To be important? my therapist asked.
To be useful. I am just trying to be useful. I could do something useful and die without anyone knowing my name and that would be fine. It would be enough to shift the universe over a bit, with whatever in me that can do it.
She told me that the universe shifted when I was born, when I first breathed. I wanted to scream-- that’s not what I meant, that’s not enough.

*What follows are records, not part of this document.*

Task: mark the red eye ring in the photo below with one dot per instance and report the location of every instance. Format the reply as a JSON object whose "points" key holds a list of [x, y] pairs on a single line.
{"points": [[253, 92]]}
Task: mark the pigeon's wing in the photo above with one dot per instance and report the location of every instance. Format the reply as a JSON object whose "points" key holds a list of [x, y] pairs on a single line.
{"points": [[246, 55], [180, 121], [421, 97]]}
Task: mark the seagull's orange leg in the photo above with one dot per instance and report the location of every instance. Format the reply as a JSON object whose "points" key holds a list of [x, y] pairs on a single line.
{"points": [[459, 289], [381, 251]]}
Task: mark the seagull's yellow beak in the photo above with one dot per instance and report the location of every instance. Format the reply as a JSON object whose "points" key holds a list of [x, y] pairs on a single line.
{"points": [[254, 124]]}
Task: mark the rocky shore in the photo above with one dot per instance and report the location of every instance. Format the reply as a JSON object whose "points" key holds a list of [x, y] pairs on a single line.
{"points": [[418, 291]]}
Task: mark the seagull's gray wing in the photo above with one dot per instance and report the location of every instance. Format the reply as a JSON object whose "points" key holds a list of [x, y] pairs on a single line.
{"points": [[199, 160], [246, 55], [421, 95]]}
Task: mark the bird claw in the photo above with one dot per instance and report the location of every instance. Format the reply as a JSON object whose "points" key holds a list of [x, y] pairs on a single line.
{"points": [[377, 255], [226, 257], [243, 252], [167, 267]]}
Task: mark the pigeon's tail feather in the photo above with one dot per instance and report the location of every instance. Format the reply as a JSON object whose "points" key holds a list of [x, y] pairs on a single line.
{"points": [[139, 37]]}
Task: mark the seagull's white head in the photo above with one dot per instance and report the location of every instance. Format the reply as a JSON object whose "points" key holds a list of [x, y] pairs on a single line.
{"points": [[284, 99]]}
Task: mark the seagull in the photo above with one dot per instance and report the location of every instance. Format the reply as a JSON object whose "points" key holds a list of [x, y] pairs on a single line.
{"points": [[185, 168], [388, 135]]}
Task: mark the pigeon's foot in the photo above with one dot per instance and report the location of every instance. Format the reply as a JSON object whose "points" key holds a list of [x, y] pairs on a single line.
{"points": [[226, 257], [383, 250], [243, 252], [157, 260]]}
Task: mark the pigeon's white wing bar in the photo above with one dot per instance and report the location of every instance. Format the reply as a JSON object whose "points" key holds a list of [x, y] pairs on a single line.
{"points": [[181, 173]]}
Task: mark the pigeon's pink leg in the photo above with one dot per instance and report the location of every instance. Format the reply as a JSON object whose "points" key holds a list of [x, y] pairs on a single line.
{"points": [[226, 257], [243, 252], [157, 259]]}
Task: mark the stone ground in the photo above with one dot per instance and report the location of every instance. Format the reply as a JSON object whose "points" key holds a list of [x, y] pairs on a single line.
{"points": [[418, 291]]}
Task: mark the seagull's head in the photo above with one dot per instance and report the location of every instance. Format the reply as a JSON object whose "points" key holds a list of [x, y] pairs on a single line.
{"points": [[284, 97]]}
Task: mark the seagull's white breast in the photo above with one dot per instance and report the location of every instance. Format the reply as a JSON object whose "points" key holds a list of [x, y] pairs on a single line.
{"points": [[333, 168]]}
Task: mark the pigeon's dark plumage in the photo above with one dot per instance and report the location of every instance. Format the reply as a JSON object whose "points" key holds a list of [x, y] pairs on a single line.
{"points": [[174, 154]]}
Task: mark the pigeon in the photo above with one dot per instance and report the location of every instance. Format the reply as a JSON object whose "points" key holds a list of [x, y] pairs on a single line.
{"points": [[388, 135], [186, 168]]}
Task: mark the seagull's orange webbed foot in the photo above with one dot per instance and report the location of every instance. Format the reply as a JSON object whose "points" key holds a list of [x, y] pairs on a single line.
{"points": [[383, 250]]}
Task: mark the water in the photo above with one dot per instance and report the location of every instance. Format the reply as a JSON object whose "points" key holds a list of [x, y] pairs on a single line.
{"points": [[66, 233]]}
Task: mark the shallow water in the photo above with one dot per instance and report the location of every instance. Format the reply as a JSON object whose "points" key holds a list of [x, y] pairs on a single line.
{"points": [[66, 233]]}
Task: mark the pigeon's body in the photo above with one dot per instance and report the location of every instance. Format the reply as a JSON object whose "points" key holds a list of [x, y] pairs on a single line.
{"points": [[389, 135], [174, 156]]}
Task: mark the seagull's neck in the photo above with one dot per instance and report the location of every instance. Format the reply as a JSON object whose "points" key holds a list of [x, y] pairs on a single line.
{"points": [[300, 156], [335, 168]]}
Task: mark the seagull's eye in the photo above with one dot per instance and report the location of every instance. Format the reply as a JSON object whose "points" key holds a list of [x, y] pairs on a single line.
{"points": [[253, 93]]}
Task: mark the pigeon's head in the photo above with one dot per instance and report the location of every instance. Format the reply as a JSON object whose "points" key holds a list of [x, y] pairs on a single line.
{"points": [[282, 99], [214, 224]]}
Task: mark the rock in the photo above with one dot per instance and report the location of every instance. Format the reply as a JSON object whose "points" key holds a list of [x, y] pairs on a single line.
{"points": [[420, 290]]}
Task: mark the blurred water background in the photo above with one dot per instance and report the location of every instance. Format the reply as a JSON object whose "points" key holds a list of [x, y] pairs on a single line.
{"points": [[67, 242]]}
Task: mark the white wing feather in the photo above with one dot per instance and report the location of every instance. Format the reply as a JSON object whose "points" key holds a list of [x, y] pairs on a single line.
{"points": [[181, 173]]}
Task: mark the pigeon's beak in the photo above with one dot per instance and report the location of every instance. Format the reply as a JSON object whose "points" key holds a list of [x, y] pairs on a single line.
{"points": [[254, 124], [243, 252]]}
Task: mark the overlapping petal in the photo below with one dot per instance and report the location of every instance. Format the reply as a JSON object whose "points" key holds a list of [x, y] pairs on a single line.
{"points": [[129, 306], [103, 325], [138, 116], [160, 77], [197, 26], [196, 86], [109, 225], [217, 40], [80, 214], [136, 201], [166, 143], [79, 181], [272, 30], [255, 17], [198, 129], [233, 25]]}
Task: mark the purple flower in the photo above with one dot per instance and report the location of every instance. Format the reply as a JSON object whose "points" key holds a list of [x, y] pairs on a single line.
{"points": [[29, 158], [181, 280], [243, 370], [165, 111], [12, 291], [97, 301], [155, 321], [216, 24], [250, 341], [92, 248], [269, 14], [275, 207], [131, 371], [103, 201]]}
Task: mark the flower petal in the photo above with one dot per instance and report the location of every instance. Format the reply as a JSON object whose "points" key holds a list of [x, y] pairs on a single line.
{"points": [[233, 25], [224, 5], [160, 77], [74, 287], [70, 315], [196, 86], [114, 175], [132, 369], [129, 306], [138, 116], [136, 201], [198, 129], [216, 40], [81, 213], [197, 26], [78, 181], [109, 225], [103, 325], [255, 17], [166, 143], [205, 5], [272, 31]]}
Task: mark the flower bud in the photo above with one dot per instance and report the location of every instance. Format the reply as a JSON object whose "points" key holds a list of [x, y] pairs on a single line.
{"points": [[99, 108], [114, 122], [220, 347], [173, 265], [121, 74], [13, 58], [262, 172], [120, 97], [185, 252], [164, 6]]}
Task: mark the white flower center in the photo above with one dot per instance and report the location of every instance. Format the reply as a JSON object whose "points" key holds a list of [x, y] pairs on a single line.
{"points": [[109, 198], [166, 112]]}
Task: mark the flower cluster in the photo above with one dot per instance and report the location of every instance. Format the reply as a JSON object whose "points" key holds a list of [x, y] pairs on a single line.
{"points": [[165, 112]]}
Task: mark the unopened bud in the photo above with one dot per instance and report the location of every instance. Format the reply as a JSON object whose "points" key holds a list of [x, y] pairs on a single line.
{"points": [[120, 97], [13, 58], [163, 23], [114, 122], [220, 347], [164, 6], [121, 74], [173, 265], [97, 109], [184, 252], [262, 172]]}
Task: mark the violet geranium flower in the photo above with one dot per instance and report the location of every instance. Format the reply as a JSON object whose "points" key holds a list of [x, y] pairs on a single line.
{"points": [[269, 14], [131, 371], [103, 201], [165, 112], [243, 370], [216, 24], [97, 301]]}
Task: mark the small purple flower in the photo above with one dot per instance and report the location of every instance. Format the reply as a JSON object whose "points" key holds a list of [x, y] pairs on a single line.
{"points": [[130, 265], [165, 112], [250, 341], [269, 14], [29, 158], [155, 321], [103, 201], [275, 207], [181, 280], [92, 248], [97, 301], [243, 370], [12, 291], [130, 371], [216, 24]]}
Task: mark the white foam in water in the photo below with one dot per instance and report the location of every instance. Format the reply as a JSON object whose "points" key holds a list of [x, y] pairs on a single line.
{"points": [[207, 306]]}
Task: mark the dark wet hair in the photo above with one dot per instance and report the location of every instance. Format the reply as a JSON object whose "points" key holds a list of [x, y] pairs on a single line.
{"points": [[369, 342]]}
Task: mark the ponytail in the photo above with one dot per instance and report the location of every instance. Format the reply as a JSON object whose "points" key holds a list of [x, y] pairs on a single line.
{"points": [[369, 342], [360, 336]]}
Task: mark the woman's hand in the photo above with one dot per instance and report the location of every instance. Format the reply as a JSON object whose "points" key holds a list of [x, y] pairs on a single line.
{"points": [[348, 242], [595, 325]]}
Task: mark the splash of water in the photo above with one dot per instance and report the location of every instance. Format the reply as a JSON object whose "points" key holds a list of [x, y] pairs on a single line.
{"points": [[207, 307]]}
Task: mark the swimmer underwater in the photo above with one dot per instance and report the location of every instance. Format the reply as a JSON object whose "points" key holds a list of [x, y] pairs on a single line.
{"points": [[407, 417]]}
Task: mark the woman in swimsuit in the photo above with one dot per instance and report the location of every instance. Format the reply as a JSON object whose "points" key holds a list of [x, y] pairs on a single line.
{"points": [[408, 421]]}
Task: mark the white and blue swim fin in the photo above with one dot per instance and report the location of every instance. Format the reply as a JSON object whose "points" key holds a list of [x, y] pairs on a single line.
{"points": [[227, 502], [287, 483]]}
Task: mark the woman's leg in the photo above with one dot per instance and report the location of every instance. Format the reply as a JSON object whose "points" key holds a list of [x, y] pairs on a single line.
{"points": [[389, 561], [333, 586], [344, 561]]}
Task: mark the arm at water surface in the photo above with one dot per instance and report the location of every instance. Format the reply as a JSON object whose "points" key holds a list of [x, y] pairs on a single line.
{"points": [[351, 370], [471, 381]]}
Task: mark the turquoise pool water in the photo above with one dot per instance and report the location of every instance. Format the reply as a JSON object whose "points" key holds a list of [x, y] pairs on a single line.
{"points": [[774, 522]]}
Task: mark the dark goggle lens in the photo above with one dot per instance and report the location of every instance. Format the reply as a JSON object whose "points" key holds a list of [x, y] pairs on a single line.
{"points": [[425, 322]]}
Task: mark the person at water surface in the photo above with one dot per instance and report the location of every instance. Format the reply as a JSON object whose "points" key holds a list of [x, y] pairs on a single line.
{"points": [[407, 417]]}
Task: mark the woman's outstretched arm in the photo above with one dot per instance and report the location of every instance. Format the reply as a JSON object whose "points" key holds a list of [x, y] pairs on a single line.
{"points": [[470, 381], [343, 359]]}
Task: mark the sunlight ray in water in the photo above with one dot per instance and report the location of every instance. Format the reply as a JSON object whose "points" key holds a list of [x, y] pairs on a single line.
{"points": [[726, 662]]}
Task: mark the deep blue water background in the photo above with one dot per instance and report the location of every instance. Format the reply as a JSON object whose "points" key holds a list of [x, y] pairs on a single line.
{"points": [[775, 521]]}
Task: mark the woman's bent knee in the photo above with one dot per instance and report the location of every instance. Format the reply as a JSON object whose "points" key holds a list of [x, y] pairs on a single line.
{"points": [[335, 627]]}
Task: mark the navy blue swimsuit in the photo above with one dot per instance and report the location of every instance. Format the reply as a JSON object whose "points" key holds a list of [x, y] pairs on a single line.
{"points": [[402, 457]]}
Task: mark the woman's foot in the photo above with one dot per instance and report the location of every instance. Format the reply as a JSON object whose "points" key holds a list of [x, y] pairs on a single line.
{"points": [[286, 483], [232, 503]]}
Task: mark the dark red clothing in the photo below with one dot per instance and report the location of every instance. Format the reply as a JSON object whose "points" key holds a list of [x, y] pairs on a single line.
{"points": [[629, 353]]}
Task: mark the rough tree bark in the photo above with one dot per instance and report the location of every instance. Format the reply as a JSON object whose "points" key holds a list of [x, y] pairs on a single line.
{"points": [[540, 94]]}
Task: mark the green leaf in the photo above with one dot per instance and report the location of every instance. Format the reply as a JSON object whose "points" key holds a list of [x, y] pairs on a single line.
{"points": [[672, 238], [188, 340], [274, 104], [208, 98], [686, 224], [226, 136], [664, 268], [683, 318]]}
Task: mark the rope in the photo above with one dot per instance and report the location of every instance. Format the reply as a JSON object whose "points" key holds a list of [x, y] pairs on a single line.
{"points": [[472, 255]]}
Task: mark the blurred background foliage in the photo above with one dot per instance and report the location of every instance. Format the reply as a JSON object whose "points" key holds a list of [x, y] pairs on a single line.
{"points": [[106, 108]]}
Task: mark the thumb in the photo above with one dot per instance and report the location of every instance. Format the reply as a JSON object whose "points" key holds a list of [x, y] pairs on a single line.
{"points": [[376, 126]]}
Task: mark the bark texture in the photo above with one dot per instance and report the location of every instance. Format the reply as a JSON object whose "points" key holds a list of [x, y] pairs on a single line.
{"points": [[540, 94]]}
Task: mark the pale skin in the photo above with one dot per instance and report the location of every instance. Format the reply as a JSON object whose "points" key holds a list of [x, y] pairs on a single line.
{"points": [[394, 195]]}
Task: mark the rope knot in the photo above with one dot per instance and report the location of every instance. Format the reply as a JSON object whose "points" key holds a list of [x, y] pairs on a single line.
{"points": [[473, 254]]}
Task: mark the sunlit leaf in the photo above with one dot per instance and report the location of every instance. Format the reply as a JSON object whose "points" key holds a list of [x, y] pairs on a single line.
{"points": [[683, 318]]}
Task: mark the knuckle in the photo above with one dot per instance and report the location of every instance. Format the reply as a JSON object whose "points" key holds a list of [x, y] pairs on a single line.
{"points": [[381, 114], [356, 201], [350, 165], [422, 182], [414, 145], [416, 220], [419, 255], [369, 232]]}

Existing shifts the universe in a baseline way-- I do not deny that butterflies flapping their wings change wind currents, but if you could flap a butterfly wing or blow a fan the size of a building, one would make more change than the other.
But there is so much ego in that thinking, I know, and I’m rooted in an unhappiness that I’m causing with it. I put pressure on myself to be useful in a way that I haven’t defined and may not achieve, and take any failure in that as personal.
I hate my job. I am actively keeping the memory of the Holocaust alive through my work, which is something I always thought was useful and important, and it is not enough to give me joy because I hate my job. And I thought I hated my job because I was bad at it, but it’s been eleven months and I am honestly not terrible at it anymore (I know which excel sheet has what data, and I made a budget for a half a million dollars for our office and it got approved just fine) and I still hate it. I fantasize about quitting and running a bookstore. Quitting and living alone in the woods. Quitting and being something that isn’t so useful to the grand scheme of things, but just is.
I want to know if I could be happy shedding career aspirations, but I couldn’t know until I quit and did it, and what if I leave this museum job and there never is one again? I’ve seen the statistics, I know a job like this is very hard to find in the field.
But I hate it, I hate it.
(I do not trust myself to land on my feet. When was the last time I was happy with the work I was doing?
I know the answer to that, it is bookselling. I know that’s what I should do. But I did Fulbright and I worked at the Times and my mother screamed at me about what I am throwing away to work retail. And I know, I know, I know it doesn’t matter, but what if it does? What if there’s something else I am supposed to be doing? I could be a butterfly flapping its wing, but am I limiting myself?)